Feature, Food, Singapore, Sustainability

Bugs on menu: Singapore embraces edible insects for sustainable future

The growing interest in insect-based food comes after the Singapore Food Agency (SFA) approved 16 species of edible insects for sale and consumption in July

Singapore-based Insect Food, under its brand Insectyumz, has introduced Tom Yum-flavored crickets, expanding its lineup of insect-based food products. In addition to crickets, Insect Food offers mealworms, silkworms, locusts, white grubs, and honeybees. Meanwhile, another company, Altimate Nutrition, recently entered the market with its Cricket Protein Bars.

The growing interest in insect-based food follows the Singapore Food Agency (SFA)’s approval of 16 edible insect species for sale and consumption in July last year. To ensure food safety, the SFA has established a regulatory framework outlining guidelines for farming, processing, and importing edible insects.

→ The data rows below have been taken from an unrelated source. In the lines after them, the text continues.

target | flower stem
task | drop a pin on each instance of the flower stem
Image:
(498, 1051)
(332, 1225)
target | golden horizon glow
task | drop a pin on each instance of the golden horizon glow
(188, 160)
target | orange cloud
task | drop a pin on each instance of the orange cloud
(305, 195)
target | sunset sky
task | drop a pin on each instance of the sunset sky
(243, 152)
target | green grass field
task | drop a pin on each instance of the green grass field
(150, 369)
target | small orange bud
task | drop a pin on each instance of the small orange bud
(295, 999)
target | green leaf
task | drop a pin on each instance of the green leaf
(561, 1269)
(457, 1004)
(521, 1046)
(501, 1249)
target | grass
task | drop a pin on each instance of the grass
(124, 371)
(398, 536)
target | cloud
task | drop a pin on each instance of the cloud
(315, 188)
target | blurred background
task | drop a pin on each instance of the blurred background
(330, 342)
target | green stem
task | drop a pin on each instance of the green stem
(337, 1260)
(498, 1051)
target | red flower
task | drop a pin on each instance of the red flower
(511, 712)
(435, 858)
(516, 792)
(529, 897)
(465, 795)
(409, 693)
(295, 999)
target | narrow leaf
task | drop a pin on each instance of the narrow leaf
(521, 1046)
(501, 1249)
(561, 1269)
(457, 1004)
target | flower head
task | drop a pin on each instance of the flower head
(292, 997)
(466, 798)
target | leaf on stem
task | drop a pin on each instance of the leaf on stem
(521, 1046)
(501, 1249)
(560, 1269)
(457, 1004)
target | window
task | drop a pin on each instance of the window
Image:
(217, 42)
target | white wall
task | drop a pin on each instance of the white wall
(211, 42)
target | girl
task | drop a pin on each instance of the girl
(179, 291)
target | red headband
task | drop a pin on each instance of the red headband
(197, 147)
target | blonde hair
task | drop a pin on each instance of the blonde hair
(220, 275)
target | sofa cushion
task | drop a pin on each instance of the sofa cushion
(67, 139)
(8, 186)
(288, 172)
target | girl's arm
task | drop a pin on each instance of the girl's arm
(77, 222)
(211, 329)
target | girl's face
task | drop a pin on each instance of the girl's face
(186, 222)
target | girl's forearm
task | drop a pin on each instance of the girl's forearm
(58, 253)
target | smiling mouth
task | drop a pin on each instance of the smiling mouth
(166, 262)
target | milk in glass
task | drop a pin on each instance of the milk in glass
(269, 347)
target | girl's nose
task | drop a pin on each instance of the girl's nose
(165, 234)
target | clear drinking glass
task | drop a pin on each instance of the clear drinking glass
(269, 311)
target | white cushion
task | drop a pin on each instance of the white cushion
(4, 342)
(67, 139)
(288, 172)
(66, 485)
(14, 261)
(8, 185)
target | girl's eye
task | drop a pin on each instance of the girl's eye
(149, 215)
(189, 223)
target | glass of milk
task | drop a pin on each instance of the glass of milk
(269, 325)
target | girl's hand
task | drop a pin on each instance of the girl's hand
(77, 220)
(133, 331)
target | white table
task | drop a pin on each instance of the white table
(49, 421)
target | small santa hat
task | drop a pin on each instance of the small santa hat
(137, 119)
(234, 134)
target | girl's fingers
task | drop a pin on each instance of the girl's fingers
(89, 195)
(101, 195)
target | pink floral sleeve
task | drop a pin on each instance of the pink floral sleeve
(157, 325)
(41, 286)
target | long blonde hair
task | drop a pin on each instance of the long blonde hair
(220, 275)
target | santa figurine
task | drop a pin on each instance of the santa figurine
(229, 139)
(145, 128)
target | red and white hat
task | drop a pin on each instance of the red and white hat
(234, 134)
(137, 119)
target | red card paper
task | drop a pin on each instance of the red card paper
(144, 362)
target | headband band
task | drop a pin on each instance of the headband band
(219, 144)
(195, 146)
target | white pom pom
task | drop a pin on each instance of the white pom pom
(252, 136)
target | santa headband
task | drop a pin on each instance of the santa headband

This move aligns with a global trend promoting insects as a sustainable, high-protein alternative to traditional livestock, contributing to methane emissions.

A growing market

According to a ResearchAndMarkets.com report, the global insect protein market was valued at $1.01 billion in 2023. With rising demand for sustainable and protein-rich food alternatives, the market is projected to grow at a compound annual growth rate (CAGR) of 16 per cent, reaching $4.09 billion by 2032.

SFA-approved edible insects

The following insect species have been approved for human consumption in Singapore:

House cricket – A common household cricket with long antennae and large hind legs.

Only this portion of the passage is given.